The simplest example of the problem (but not the only example I can exhibit) is: suppose I'm given a higher order function f : (a -> b) -> c. I'd like to prove that f = (\g => f (\x => g x)).
In my own reasoning, it should be pretty straightforward: just apply eta-equivalence twice (once inside, and then outside).
If I wanted to prove f = (\x => f x), a simple Refl would have sufficed: this led me to think that "Idris knows about eta-equivalence". But then again, the same solution didn't work for f = (\g => f (\x => g x)).
At that point, I tried using rewrite, but couldn't find a way to reference the g in (\g => f (\x => g x)):
lemma : {g : a -> b} -> g = (\x => g x)
lemma = Refl
theorem : {f : (a -> b) -> c} ->
f = (\g => f (\x => g x))
theorem = rewrite (lemma {g = _}) in Refl
But, of course, Idris can't figure out what _ should be, and neither do I.
This can be further reduced to the problem of proving (\g => f g) = (\g => f (\x => g x)), of course, because Idris knows equality is transitive and knows about eta-equivalence (at least when it's not "hidden" in lambda abstractions).
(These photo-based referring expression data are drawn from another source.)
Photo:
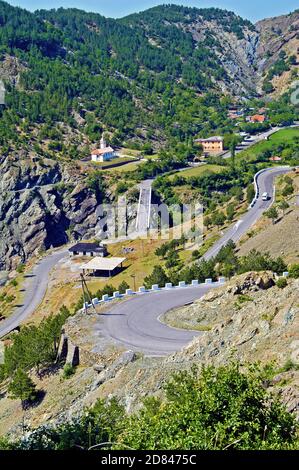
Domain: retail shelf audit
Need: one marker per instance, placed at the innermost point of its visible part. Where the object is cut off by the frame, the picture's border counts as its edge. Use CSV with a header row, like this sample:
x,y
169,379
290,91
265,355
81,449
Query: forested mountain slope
x,y
151,81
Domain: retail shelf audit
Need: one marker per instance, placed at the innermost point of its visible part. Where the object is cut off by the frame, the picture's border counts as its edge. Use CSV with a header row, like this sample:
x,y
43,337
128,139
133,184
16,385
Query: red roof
x,y
258,118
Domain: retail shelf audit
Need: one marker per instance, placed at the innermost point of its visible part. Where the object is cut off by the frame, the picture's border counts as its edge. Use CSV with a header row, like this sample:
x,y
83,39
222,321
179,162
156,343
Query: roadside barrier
x,y
155,288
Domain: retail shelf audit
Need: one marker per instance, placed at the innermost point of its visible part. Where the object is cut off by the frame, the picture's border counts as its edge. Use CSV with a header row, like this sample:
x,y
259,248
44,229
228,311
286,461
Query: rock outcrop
x,y
42,205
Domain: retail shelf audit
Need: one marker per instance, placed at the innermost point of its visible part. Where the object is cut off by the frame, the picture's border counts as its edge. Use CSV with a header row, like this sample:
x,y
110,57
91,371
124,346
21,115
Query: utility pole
x,y
133,276
86,294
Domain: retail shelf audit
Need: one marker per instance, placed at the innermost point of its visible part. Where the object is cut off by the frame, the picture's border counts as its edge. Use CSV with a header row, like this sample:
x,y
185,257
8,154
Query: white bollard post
x,y
168,285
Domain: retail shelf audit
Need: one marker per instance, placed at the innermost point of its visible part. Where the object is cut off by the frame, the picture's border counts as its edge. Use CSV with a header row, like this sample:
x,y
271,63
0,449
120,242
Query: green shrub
x,y
68,371
282,283
294,271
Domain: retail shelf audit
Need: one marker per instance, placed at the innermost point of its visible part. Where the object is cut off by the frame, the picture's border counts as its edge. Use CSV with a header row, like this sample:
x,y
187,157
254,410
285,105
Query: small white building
x,y
104,153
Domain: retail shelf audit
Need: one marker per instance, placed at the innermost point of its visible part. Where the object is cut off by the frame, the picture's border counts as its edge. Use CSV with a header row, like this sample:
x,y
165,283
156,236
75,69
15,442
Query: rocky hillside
x,y
41,204
278,51
249,319
149,80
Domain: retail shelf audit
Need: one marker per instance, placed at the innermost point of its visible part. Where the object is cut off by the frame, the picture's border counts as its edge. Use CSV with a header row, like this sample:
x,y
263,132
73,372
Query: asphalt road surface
x,y
144,207
265,183
141,329
135,323
35,287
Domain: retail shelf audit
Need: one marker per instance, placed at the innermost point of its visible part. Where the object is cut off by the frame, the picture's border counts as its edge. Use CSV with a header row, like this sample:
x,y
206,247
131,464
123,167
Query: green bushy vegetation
x,y
226,264
214,409
78,62
34,347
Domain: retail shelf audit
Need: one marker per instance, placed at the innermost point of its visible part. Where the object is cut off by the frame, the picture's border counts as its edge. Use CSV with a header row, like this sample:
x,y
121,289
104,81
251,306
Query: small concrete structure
x,y
88,249
212,145
104,153
104,266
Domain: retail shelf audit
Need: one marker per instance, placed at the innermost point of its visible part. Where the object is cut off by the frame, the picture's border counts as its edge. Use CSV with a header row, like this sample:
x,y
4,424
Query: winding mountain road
x,y
35,287
134,322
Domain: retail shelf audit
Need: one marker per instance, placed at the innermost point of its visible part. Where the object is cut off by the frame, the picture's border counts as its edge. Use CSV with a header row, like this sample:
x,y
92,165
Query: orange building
x,y
212,145
258,118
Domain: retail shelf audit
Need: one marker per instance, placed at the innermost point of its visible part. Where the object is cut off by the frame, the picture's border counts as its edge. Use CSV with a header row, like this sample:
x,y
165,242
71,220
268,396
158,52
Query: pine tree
x,y
22,387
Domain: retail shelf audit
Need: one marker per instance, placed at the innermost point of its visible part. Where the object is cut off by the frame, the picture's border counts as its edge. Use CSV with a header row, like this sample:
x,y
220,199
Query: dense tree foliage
x,y
214,409
111,75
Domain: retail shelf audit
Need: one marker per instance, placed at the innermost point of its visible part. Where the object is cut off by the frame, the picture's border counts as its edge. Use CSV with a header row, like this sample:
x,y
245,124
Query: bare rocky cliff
x,y
42,205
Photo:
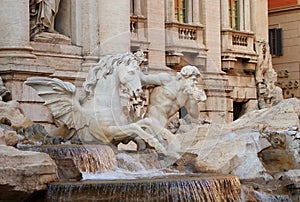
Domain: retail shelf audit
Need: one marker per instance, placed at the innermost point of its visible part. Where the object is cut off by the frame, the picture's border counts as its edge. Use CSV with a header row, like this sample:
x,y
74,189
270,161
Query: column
x,y
241,15
14,29
196,12
225,14
114,26
247,15
137,8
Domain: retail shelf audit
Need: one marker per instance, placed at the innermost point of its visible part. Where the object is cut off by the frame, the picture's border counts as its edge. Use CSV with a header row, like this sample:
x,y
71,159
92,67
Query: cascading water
x,y
204,188
132,177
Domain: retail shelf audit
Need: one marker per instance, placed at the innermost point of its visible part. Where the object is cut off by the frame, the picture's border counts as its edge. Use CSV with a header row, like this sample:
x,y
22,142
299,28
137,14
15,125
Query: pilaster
x,y
114,26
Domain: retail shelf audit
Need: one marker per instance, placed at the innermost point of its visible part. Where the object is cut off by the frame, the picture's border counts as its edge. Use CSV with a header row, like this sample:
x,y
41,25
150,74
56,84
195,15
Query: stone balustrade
x,y
238,48
237,41
189,33
189,36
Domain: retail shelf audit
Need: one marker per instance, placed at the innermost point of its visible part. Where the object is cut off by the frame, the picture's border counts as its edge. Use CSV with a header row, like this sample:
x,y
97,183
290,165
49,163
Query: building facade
x,y
284,39
219,37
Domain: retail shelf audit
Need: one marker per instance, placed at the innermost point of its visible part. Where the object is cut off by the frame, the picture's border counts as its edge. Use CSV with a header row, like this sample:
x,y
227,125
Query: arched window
x,y
181,11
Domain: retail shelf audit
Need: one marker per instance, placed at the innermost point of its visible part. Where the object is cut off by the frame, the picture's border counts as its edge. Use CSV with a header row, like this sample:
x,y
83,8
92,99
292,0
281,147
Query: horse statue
x,y
99,116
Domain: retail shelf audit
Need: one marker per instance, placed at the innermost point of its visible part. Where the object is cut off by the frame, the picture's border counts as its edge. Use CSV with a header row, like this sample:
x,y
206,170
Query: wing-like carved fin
x,y
58,97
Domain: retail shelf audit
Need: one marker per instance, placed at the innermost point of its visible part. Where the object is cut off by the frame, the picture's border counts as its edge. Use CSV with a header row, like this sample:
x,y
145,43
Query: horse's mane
x,y
106,65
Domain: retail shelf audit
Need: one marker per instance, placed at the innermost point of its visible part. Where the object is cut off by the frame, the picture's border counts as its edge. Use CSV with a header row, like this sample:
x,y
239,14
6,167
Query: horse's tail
x,y
59,97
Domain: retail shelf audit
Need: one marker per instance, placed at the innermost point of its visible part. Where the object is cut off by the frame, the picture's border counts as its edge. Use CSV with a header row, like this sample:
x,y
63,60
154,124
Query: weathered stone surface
x,y
11,111
11,138
290,179
234,148
23,171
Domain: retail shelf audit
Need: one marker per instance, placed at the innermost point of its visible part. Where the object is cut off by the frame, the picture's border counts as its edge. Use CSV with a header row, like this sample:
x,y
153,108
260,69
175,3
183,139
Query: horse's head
x,y
125,68
129,75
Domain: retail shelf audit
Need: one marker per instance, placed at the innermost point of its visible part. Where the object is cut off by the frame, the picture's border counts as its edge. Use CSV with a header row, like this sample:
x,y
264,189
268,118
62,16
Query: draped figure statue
x,y
42,16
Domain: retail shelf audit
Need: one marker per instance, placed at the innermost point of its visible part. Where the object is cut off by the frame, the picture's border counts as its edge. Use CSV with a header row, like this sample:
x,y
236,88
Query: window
x,y
275,41
234,13
181,11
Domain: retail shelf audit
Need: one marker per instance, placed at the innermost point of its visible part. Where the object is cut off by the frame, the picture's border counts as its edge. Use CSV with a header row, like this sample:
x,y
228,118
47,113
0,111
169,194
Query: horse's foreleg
x,y
133,128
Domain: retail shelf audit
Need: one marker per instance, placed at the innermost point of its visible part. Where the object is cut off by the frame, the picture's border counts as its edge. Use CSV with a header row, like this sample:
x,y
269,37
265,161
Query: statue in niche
x,y
5,94
265,76
42,16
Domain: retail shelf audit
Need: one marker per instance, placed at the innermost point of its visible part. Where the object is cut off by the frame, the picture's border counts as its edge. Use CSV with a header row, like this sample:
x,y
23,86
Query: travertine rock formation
x,y
244,147
24,172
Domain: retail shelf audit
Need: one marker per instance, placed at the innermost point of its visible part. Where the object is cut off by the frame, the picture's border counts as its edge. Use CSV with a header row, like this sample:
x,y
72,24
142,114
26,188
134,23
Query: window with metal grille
x,y
234,13
275,41
181,11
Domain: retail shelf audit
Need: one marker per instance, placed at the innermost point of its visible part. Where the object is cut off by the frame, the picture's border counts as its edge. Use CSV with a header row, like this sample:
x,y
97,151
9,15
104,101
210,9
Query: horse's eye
x,y
131,72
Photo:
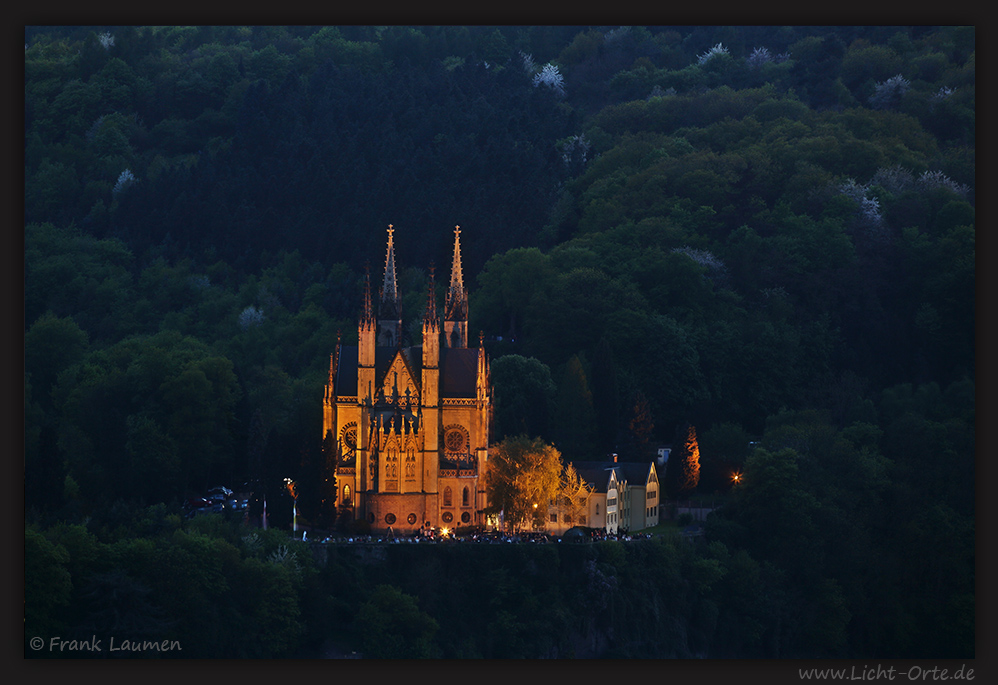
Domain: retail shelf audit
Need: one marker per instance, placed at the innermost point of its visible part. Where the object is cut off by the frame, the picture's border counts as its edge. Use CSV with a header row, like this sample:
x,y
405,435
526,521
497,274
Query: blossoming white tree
x,y
550,77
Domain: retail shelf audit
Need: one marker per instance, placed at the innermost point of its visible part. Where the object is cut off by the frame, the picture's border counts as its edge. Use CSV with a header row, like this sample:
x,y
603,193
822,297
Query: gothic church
x,y
407,428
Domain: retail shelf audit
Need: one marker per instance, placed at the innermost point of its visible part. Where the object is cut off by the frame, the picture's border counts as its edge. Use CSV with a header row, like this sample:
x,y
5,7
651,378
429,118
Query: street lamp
x,y
294,506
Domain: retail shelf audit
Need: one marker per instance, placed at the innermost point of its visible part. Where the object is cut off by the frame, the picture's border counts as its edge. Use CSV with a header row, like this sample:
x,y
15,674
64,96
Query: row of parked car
x,y
219,499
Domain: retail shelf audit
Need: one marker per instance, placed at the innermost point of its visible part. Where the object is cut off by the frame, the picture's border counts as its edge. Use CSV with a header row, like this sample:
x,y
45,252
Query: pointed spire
x,y
456,302
390,306
431,300
367,313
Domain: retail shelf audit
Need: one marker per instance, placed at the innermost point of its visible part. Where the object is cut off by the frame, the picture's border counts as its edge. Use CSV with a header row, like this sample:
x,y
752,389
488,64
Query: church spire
x,y
390,306
367,311
456,302
431,300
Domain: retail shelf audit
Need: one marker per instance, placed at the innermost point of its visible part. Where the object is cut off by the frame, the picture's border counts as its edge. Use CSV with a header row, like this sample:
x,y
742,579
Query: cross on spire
x,y
390,306
456,304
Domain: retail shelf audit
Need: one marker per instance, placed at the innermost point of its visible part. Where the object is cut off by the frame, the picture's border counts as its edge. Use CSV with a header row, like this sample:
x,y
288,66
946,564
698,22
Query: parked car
x,y
219,494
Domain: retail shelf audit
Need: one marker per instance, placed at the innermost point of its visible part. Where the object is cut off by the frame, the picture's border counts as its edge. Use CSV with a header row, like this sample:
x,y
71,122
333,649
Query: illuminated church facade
x,y
406,429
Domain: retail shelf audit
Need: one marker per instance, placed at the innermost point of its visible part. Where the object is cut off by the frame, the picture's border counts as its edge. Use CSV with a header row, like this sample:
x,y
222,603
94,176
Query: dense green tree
x,y
524,395
522,477
393,627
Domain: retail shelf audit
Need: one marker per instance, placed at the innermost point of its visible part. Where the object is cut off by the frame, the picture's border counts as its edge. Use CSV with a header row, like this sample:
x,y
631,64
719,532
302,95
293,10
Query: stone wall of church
x,y
405,513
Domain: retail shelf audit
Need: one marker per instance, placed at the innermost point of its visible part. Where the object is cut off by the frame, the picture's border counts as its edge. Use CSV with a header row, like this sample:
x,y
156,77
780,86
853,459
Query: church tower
x,y
431,389
407,428
390,311
456,301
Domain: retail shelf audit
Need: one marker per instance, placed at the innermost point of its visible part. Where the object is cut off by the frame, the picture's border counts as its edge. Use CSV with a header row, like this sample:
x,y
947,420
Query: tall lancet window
x,y
410,460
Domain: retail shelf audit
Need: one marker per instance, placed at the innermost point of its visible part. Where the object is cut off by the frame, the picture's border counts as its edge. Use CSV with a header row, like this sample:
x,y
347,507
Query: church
x,y
407,428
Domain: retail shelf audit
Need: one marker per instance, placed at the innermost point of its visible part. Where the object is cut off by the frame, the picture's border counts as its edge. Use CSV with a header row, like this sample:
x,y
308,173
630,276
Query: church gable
x,y
399,384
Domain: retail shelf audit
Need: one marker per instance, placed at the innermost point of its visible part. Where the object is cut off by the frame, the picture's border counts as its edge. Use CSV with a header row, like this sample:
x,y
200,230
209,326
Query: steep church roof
x,y
458,369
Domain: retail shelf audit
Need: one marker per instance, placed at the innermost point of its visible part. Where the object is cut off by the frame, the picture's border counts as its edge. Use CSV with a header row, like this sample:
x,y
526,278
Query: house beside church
x,y
625,497
406,429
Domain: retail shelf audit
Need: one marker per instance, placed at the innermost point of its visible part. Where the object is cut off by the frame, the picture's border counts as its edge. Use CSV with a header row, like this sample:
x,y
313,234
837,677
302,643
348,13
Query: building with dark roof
x,y
407,428
623,496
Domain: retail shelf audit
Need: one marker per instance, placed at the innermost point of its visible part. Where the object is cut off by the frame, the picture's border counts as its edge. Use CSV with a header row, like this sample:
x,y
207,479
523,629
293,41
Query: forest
x,y
765,232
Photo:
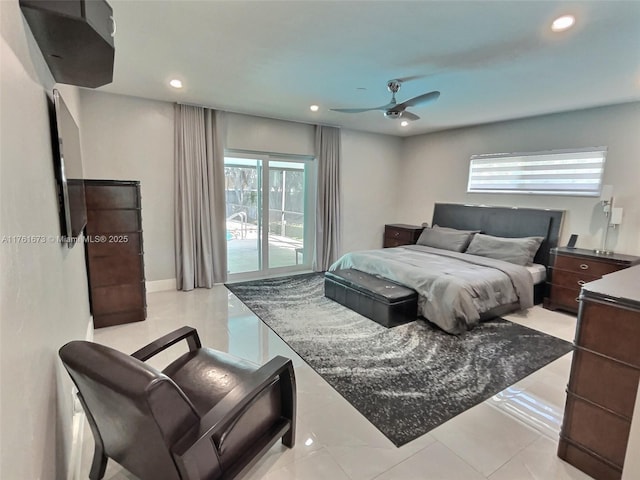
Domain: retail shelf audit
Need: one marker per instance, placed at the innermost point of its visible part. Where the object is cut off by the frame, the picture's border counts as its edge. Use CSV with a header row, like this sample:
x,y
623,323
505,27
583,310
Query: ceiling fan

I'm starting to believe that what I'm experiencing is somehow happening because Idris doesn't know about extensionality: is there any other way of proving this (without tweaking the notion of equality I'm using, such as using setoids)?
I'm using Idris 1.3.2 from git.
You can postulate extensionality:
postulate
funext : {f, g : a -> b} -> ((x : a) -> f x = g x) -> f = g
theorem : {f : (a -> b) -> c} -> f = (\g => f (\x => g x))
theorem = funext $ \g => Refl